NAFLD pathogenesis is related to multiple insults that occur simultaneously and may act synergistically,[12,13] including accumulation of triglycerides (TGs),[12] mitochondrial dysfunction and increased oxidative stress,[12–14] altered mechanisms of apoptosis and autophagy,[15,16] increased levels of toxic lipid-related factors (eg, free fatty acids)[12] and liver inflammation.[12] Genetics (eg, mutations in the patatin-like phospholipase domain-containing 3 gene)[17] and adverse consequences of dietary habits and sedentary lifestyle (eg, insulin resistance, central obesity, dyslipidaemia and hypertriglyceridemia) likely contribute to overall NAFLD pathophysiology and augment the underlying mechanisms of liver insult.[12]

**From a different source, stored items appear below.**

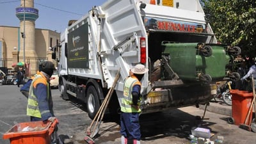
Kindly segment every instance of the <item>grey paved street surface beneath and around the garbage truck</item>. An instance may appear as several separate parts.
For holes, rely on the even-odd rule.
[[[58,117],[58,125],[61,139],[70,138],[74,144],[85,144],[86,129],[90,125],[90,118],[83,104],[77,100],[62,100],[58,90],[52,90],[54,101],[54,113]],[[28,122],[26,116],[26,98],[19,92],[17,86],[0,85],[0,134],[8,131],[12,125],[20,122]],[[192,127],[205,127],[211,129],[216,136],[224,136],[224,143],[230,144],[255,144],[256,134],[227,124],[228,116],[207,112],[205,118],[198,120],[195,116],[202,116],[204,111],[193,106],[173,109],[163,113],[141,115],[142,144],[155,143],[190,143],[188,136]],[[102,122],[99,137],[95,139],[99,144],[119,144],[119,118],[107,117]],[[0,139],[1,144],[10,143],[9,140]]]

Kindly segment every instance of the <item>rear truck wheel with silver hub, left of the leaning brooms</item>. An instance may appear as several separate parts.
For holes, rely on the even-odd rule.
[[[94,86],[89,86],[86,92],[86,107],[88,116],[93,119],[100,108],[99,95]]]

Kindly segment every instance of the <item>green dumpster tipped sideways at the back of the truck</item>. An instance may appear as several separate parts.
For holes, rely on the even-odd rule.
[[[225,47],[217,44],[205,44],[211,54],[205,56],[198,50],[198,43],[162,43],[163,53],[170,54],[168,64],[182,80],[198,81],[200,74],[207,74],[212,80],[226,76],[226,65],[230,56]]]

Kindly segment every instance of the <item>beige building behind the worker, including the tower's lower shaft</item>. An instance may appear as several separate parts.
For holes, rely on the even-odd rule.
[[[31,52],[31,49],[26,51],[26,45],[29,45],[26,43],[25,52],[23,52],[24,44],[20,27],[0,26],[0,67],[13,68],[13,63],[25,60],[25,63],[29,65],[26,71],[29,75],[35,74],[42,61],[53,61],[49,47],[54,47],[59,42],[60,33],[49,29],[35,29],[35,52]],[[56,64],[56,61],[53,62]]]

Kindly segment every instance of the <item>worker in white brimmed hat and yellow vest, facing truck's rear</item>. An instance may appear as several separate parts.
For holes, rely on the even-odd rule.
[[[141,79],[148,69],[138,64],[132,67],[124,81],[124,95],[121,100],[120,133],[122,144],[140,144],[141,132],[139,123]]]

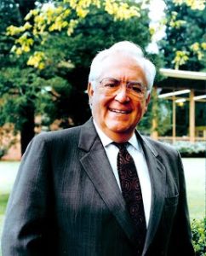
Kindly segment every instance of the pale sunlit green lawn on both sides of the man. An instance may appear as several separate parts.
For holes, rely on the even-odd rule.
[[[3,218],[9,192],[14,183],[19,162],[0,161],[0,236],[3,229]],[[190,217],[203,218],[205,216],[205,160],[183,159],[186,174],[186,189]],[[1,253],[0,253],[1,256]]]

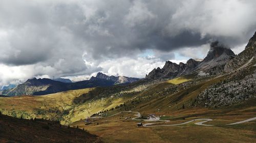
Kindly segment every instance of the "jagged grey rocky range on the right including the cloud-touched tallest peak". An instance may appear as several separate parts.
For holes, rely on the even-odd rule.
[[[252,42],[253,43],[253,42]],[[246,48],[246,51],[251,50]],[[252,58],[252,54],[246,54],[246,60]],[[167,61],[163,68],[153,69],[150,73],[146,75],[146,78],[157,79],[157,78],[175,78],[178,76],[200,73],[201,75],[216,75],[224,72],[225,66],[232,62],[233,59],[240,59],[240,54],[236,56],[233,51],[225,47],[224,45],[219,44],[218,41],[212,42],[210,44],[210,49],[206,57],[202,61],[196,61],[194,59],[189,59],[186,64],[184,63],[173,63]],[[232,60],[232,61],[231,61]],[[244,64],[246,60],[240,63]],[[229,64],[230,65],[230,64]],[[226,70],[227,70],[226,66]]]

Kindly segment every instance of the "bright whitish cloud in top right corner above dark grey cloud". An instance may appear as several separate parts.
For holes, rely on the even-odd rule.
[[[217,0],[182,1],[170,19],[167,30],[172,36],[183,30],[205,35],[223,37],[244,37],[256,27],[255,1]],[[253,33],[253,31],[252,31]]]

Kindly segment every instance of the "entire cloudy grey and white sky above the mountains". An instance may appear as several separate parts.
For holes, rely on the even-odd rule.
[[[0,0],[0,87],[28,78],[143,78],[165,61],[203,59],[215,40],[241,52],[254,0]]]

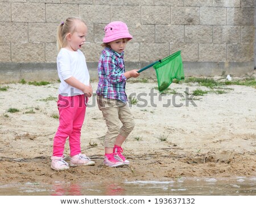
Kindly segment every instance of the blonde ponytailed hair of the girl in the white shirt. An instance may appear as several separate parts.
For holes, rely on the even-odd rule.
[[[57,27],[57,49],[58,52],[61,48],[65,47],[67,44],[66,37],[68,33],[73,33],[76,31],[76,22],[80,21],[85,24],[84,20],[78,17],[69,17],[65,20],[65,22],[61,22],[61,24]],[[86,24],[85,24],[86,25]]]

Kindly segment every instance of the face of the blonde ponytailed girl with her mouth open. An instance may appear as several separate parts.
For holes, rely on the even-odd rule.
[[[68,35],[67,49],[77,51],[85,43],[85,37],[87,35],[87,27],[82,22],[76,23],[76,31]]]

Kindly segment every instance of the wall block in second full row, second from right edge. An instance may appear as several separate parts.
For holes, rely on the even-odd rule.
[[[213,26],[213,43],[240,43],[241,26]]]

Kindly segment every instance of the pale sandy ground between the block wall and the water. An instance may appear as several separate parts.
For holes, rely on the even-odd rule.
[[[131,105],[135,128],[123,143],[130,166],[104,166],[106,125],[93,96],[86,109],[81,148],[96,165],[56,172],[50,167],[50,157],[59,124],[54,118],[59,83],[4,86],[9,88],[0,91],[0,183],[256,176],[255,87],[225,86],[225,94],[193,97],[186,93],[210,89],[196,83],[172,83],[170,88],[177,94],[160,95],[154,81],[128,81],[127,95],[139,100]],[[92,86],[95,92],[97,82]],[[9,108],[19,112],[7,112]],[[68,141],[65,154],[69,162]]]

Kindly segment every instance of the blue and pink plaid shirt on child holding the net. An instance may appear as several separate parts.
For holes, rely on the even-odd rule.
[[[123,61],[123,52],[121,54],[114,52],[110,48],[105,48],[101,52],[98,62],[98,89],[97,95],[104,98],[117,99],[127,102],[125,93],[126,77],[125,62]]]

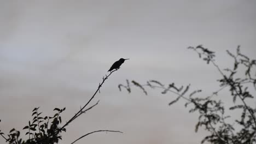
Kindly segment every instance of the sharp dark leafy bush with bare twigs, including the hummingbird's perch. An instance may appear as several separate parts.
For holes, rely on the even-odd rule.
[[[119,68],[118,68],[119,69]],[[88,107],[88,105],[91,103],[91,100],[95,98],[95,95],[99,92],[100,88],[102,87],[103,83],[108,79],[108,77],[114,73],[114,71],[117,71],[118,69],[115,69],[113,71],[110,71],[110,73],[106,76],[103,76],[102,82],[99,84],[96,92],[92,97],[88,100],[88,102],[80,108],[80,110],[75,113],[75,115],[70,118],[64,125],[60,126],[62,122],[61,113],[65,111],[66,107],[63,109],[55,108],[53,111],[55,114],[53,116],[42,116],[42,112],[39,112],[39,107],[36,107],[32,111],[32,121],[28,121],[28,125],[26,125],[23,130],[26,130],[26,134],[28,135],[28,140],[22,140],[20,137],[20,131],[16,129],[11,129],[9,131],[9,134],[5,136],[4,133],[0,130],[0,135],[5,139],[6,142],[10,144],[54,144],[58,143],[59,140],[62,140],[61,133],[63,131],[66,132],[66,127],[68,124],[72,123],[75,119],[77,119],[80,115],[85,113],[88,110],[91,110],[94,106],[98,104],[99,101],[97,101],[96,104]],[[88,107],[88,108],[87,108]],[[0,119],[1,122],[1,119]],[[96,130],[92,131],[91,133],[85,134],[81,137],[79,137],[77,140],[74,140],[72,143],[75,143],[76,141],[82,139],[85,136],[88,136],[92,133],[97,133],[101,131],[109,131],[109,132],[115,132],[115,133],[123,133],[121,131],[115,131],[115,130]]]

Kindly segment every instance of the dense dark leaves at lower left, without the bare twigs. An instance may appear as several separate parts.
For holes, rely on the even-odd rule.
[[[55,114],[53,116],[42,116],[42,112],[39,112],[39,107],[35,107],[32,111],[32,121],[28,121],[23,130],[26,130],[28,136],[27,140],[22,140],[20,138],[20,131],[16,129],[11,129],[7,135],[6,142],[12,144],[53,144],[58,143],[62,139],[59,135],[59,131],[66,131],[65,128],[60,129],[59,124],[61,124],[60,114],[65,111],[63,109],[55,108]],[[1,131],[0,131],[1,132]],[[57,135],[56,135],[57,133]],[[5,138],[4,133],[1,133],[2,137]]]

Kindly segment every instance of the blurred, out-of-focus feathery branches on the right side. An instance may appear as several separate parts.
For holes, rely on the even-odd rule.
[[[165,86],[156,80],[147,81],[143,85],[134,80],[131,81],[133,85],[130,85],[129,80],[126,80],[127,84],[120,84],[118,86],[119,90],[121,91],[121,88],[125,88],[127,92],[131,93],[131,86],[136,86],[147,94],[146,87],[163,89],[162,94],[171,92],[177,95],[176,99],[171,101],[169,105],[177,103],[179,99],[184,99],[187,101],[185,107],[188,105],[191,106],[189,112],[199,112],[199,121],[195,126],[195,131],[197,132],[199,127],[205,127],[207,131],[210,131],[210,135],[206,136],[201,143],[205,141],[214,144],[256,143],[256,109],[249,106],[248,101],[246,101],[247,99],[254,98],[252,93],[248,91],[246,84],[251,83],[254,89],[256,89],[256,75],[252,75],[252,69],[256,66],[256,60],[243,55],[240,52],[240,46],[238,46],[236,55],[227,51],[228,55],[234,59],[234,66],[221,70],[214,61],[215,52],[206,49],[202,45],[196,47],[190,46],[188,49],[194,50],[207,64],[212,63],[222,75],[221,79],[218,80],[220,88],[218,91],[213,92],[210,97],[196,97],[196,94],[199,94],[201,89],[196,89],[189,93],[190,85],[185,86],[185,88],[184,86],[178,87],[174,83]],[[241,67],[245,68],[244,77],[236,75],[238,71],[241,72],[243,70]],[[224,101],[216,97],[224,88],[229,88],[234,106],[226,107]],[[235,119],[227,115],[227,108],[237,113],[242,111],[240,119]],[[227,122],[227,119],[231,122]]]

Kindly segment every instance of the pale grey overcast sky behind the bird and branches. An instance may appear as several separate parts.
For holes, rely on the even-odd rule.
[[[63,135],[71,143],[200,143],[196,115],[174,95],[149,95],[136,88],[119,92],[126,79],[191,83],[210,95],[220,77],[188,46],[216,51],[225,68],[225,50],[255,58],[256,1],[10,1],[0,0],[0,129],[22,129],[31,111],[45,115],[66,106],[62,121],[79,110],[96,91],[102,76],[119,58],[130,58],[104,83],[94,103]],[[225,93],[224,93],[225,94]],[[0,143],[4,143],[0,139]]]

Accumulating evidence also implicates the gut microbiota in the development and progression of NAFLD[18,19] and suggests that therapeutic agents that target the gut microbiota may be beneficial. This review examines the pathophysiologic implications of altered gut microbiota in NAFLD and highlights recent progress in the development of microbiota-targeting therapies for patients with liver disease.